Entrou em vigor nesta terça-feira (31) o reajuste anual dos preços de medicamentos em todo o país, após publicação no Diário Oficial da União. A atualização foi aprovada pela Câmara de Regulação do Mercado de Medicamentos (CMED) e estabelece um teto médio de 2,47% para 2026. A medida vale para medicamentos com preços regulados e define limites máximos de aumento conforme o nível de concorrência no mercado, com o objetivo de controlar a variação de preços no setor farmacêutico.
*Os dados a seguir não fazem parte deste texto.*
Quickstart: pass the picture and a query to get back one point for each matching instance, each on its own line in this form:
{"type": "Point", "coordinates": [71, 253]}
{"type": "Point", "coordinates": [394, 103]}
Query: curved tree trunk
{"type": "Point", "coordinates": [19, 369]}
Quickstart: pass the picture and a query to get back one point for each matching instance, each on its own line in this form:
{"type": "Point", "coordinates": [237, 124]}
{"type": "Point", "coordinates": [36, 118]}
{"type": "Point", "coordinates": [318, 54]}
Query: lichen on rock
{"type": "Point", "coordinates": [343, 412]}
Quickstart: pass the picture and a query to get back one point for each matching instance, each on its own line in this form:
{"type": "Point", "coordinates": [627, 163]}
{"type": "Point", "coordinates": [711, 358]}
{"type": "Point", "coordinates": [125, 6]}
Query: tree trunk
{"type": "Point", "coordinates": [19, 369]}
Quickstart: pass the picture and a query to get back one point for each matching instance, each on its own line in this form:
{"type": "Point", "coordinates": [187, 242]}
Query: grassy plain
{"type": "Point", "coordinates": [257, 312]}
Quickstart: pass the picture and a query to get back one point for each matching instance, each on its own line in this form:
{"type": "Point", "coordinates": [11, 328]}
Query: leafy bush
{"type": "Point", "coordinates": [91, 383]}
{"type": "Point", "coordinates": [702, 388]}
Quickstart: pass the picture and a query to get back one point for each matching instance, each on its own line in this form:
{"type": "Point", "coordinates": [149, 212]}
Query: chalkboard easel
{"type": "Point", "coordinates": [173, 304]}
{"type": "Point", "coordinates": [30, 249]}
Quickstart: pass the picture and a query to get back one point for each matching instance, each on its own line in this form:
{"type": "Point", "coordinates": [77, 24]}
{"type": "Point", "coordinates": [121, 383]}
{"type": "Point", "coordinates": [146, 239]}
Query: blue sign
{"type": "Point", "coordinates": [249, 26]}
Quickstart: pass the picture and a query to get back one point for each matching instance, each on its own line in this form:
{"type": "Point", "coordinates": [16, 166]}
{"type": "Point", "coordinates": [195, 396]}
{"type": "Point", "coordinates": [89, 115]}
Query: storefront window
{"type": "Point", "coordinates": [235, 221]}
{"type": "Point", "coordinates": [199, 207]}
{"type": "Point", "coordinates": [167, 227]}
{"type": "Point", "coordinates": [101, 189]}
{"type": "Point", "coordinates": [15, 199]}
De acordo com a CMED, o índice máximo permitido será de 3,81% para medicamentos do Nível 1, de alta concorrência; 2,47% para o Nível 2, de concorrência intermediária; e 1,13% para o Nível 3, de baixa concorrência. Os percentuais têm como base a inflação medida pelo IPCA acumulado em 12 meses até fevereiro e funcionam como limite para os reajustes aplicados pelas farmacêuticas.
Aplicação do reajuste
O presidente do Sindicato do Comércio Varejista de Produtos Farmacêuticos no Estado do Rio Grande do Sul (Sinprofar RS), Leomar Rehbein, explica que o reajuste não é automaticamente aplicado no teto máximo definido pela CMED. “O reajuste dos medicamentos nem sempre ocorre com base no teto máximo definido pela CMED. Muitas farmácias optam por elevações menores de preço, a fim de conquistar e fidelizar clientes”, destaca Rehbein.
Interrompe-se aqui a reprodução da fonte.